The other problem I'm going to have to deal with is the GPS I have isn't waterproof.  I could have bought one designed for motercycles but I just couldn't justify that much cash.  I think sticking the GPS in a ziplock should take care of that problem.  Lets hope so. 

Now that this is all worked out, I'll be giving it a try on the ADK loop mid October if the snow holds off, or in the spring as soon as it melts.


I hope this was understandable.  I'd be happy to explain it in greater detail if asked.
happy spinning

FredHiltz

  • Guest
Re: Custome route upload
« Reply #5 on: September 15, 2009, 01:04:04 pm »
... Problems:  It is very tedious to load the waypoints.  Some of the ACA GPS data files use waypoint names that are not straightforward.  This makes it hard to differentiate between routing waypoints and the waypoints pointing out the restaurants and campgrounds. In all fairness I have only mapped out two routes. The ADK loop and the section of the Atlantic Coast route from CT to PA. Which runs right past my house.  The ADK waypoint names are useless, so it was a lot of guess and check.  The Atlantic Coast route was much easier, because the waypoint names more accurately let on what they were.  Trust me I'm not whining having the waypoint data in the first place makes life very easy for me...
Hi Clarence. You may be looking at waypoint names in the ADK file and waypoint comments in the Atlantic Coast file.

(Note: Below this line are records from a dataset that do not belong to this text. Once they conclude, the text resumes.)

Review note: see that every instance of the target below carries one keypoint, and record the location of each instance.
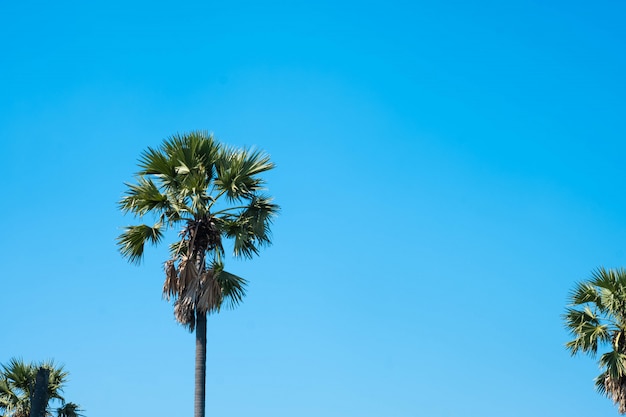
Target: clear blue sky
(447, 170)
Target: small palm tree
(17, 382)
(597, 319)
(208, 192)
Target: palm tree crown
(596, 319)
(17, 380)
(208, 192)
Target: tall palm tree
(17, 381)
(596, 319)
(208, 192)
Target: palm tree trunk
(200, 389)
(39, 396)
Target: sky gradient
(447, 171)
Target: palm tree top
(209, 193)
(596, 319)
(193, 179)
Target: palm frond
(583, 293)
(237, 172)
(69, 410)
(615, 364)
(233, 287)
(588, 330)
(144, 197)
(132, 241)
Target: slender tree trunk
(200, 390)
(39, 395)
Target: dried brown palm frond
(170, 286)
(615, 388)
(210, 294)
(184, 312)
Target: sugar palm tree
(208, 193)
(17, 381)
(596, 319)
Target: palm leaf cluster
(596, 319)
(17, 382)
(208, 193)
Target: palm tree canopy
(207, 192)
(596, 319)
(17, 380)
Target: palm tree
(208, 192)
(17, 382)
(597, 319)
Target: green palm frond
(589, 332)
(144, 197)
(237, 172)
(584, 292)
(132, 241)
(69, 410)
(17, 380)
(233, 287)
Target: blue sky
(446, 171)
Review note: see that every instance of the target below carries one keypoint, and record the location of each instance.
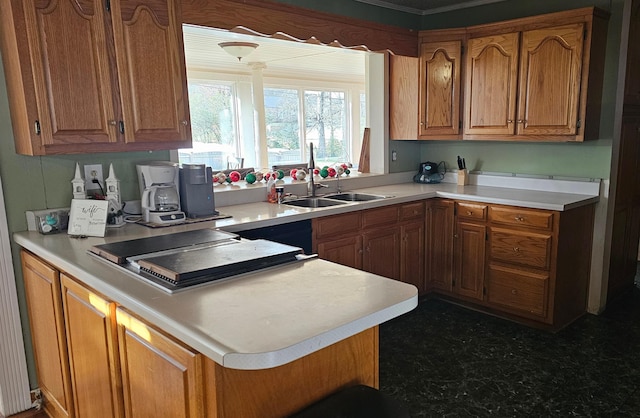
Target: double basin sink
(333, 200)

You are right that the names are not descriptive. The GPS Data User Guide that I wrote about on May 17 explains the naming conventions. We named the waypoints to satisfy two criteria: 1) they are unique throughout the entire bicycle route network so that you can combine any files you like without name conflicts, and 2) when sorted alphabetically, they appear in the sequence you would ride along the paper map. Most GPS data programs list waypoints in alphabetical order.

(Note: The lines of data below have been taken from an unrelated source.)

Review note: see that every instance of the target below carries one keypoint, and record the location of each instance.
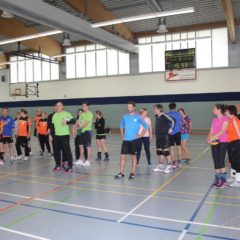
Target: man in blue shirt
(129, 128)
(8, 127)
(175, 136)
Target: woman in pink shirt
(147, 137)
(218, 139)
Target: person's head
(43, 115)
(144, 112)
(231, 110)
(59, 107)
(98, 114)
(182, 111)
(5, 112)
(218, 109)
(238, 107)
(23, 113)
(172, 106)
(131, 107)
(85, 106)
(158, 109)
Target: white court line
(23, 234)
(124, 213)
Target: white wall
(218, 80)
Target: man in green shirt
(86, 120)
(61, 119)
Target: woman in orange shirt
(233, 136)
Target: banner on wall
(180, 74)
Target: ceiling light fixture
(144, 17)
(29, 37)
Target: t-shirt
(176, 116)
(57, 120)
(185, 125)
(42, 126)
(131, 123)
(217, 124)
(232, 134)
(87, 116)
(24, 125)
(149, 123)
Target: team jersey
(163, 124)
(24, 125)
(42, 126)
(8, 126)
(131, 124)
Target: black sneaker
(131, 176)
(119, 176)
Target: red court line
(52, 190)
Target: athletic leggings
(219, 154)
(44, 141)
(234, 152)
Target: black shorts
(99, 137)
(7, 140)
(86, 139)
(219, 154)
(175, 139)
(162, 141)
(129, 147)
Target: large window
(95, 60)
(211, 49)
(27, 70)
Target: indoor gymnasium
(119, 119)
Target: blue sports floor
(36, 203)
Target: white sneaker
(168, 169)
(235, 184)
(78, 162)
(160, 168)
(86, 164)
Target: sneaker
(68, 170)
(131, 176)
(79, 162)
(160, 168)
(168, 169)
(56, 169)
(86, 164)
(119, 176)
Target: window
(27, 70)
(95, 60)
(211, 48)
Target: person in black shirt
(101, 136)
(163, 127)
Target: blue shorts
(185, 136)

The waypoint comments, however, are descriptive. The guide recommends that you use these to help when renaming the waypoints on your route to make the names more useful.

The routes in the GPX files will help you distinguish the route guidance waypoints from the off-route points of interest. Most GPS data programs can provide a list of the waypoints in a GPS route. Use that list when translating your formats through the sequence of programs that you found.

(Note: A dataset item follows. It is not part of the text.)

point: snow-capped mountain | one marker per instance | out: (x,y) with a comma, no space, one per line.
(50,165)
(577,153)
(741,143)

Congratulations on finding the software path. You are one persistent biker!

Fred

PS A note here for others reading this thread. If you have not yet purchased a GPS receiver for bike touring, browse this forum for suggestions. The hand-held hiking units are much better for most riders (but they do not have the voice turn instructions that Clarence needs). They are waterproof, rugged, run a couple of days on two AA cells, and come with software that handles all the steps Clarence describes in a single package.